Encouragingly, young people have been a vital voice in the climate change discussions, and their ideas and suggestions of how we speed up our efforts to become a carbon neutral world are some of the best I have heard about.
Here’s just one example. Gas company SGN posed a question to Edinburgh Napier students: “How can we adapt our decommissioned fossil fuel sites – the big blue gas storage cylinders – and create biodiverse spaces which improve communities, increase health and wellbeing and encourage inclusion?”
To tackle this challenge, we launched a collaborative project – “Reimagine fossil fuels for good”- where students, supported by Edinburgh Napier and the HCI Skills Gateway, worked across disciplines to devise plans to breathe new life into SGN’s sites in Armadale, Glenmavis, Hamilton, Hawick, Irvine, and Paisley.
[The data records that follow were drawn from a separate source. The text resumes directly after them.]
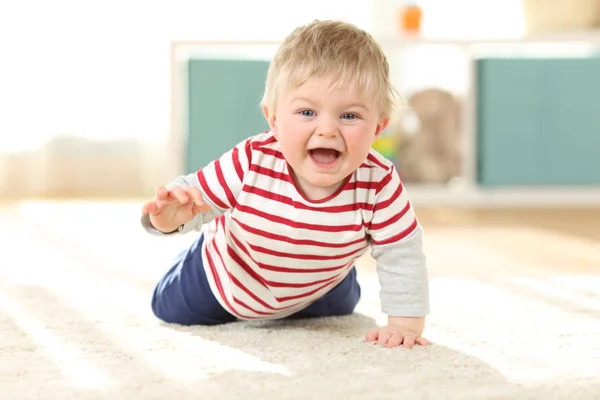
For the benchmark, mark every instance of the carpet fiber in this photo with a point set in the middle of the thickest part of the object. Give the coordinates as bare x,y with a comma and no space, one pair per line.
516,315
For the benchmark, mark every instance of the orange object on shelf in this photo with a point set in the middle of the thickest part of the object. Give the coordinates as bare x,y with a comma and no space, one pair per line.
410,18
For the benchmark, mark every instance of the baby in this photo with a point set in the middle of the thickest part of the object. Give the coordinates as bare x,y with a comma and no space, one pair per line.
284,214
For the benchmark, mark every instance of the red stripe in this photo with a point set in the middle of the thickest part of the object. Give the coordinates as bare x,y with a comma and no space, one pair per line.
301,285
223,183
244,266
299,225
270,173
239,284
386,203
283,269
235,157
399,236
269,140
255,297
220,286
389,221
386,179
216,201
301,270
249,151
304,256
360,185
270,152
301,206
374,160
287,239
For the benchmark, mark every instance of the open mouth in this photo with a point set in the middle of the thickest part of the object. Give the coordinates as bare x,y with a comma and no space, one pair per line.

Eight student teams presented their proposals to a panel of academics, external experts, and industry professionals. Blue-sky thinking by the teams led to a variety of creative proposals being developed and gave students an opportunity to tackle real world problems.
The team looking at Hawick focused on community benefits and tourism, creating a visitor destination. Their design included projecting rainbows onto trees using water-filled pyramids scattered through the forest, walking trails and weaving hills. It also included a food market with an interlaced tweed-patterned biophilic shell, which supports cognitive function, physical health and psychological wellbeing.
The students considering the space in Irvine proposed a circular, vertical farm, complete with seedling huts powered by solar panels and watered by rainwater collection systems.
The Paisley team created an outdoor exercise space, with LED-lit pods containing spin-bikes. The team proposed planting native species of trees, and harnessing the energy generated by those using the spin bikes to power the LED lighting, which over time would expand through the forest creating a light garden powered by exercise.
Another team suggested a business model to help Hamilton become a zero-waste town. A shop providing products for customers to purchase and package in reusable containers brought from home, would create a local, sustainable business and limit the damage done by single use plastic.
Interestingly, they wanted to retain the familiar blue gas cylinder as it was part of Hamilton’s history, but planned to turn the space into an art gallery or local exhibition space, with a wildflower roof garden.
Carolina Karlstrom, senior lead in environment & climate change at SGN, highlighted that the brief was written in a way to encourage the students to think creatively, and not to feel restricted by barriers of what can and cannot be done.
Following the presentations, Carolina was full of praise. “The response to the challenge was amazing and we have received a magnitude of ideas to sustainably improve our sites from an environmental and social perspective in collaboration with local communities. The ingenuity of the students perfectly exemplified how environmental and community action go hand in hand to help reach important shared local and global goals.”
SGN are now working to incorporate elements from each of the proposals into their plans for site development, and, importantly, will continue to work closely with Edinburgh Napier students to bring their ideas to life.
Collaboration is absolutely vital in reaching our net zero goals. Young people have the creativity, vision, and drive to build a better planet, they just need the support to do so. Projects like this create those partnerships and allow industry and education to create solutions to real world problems. Let’s see more where that came from.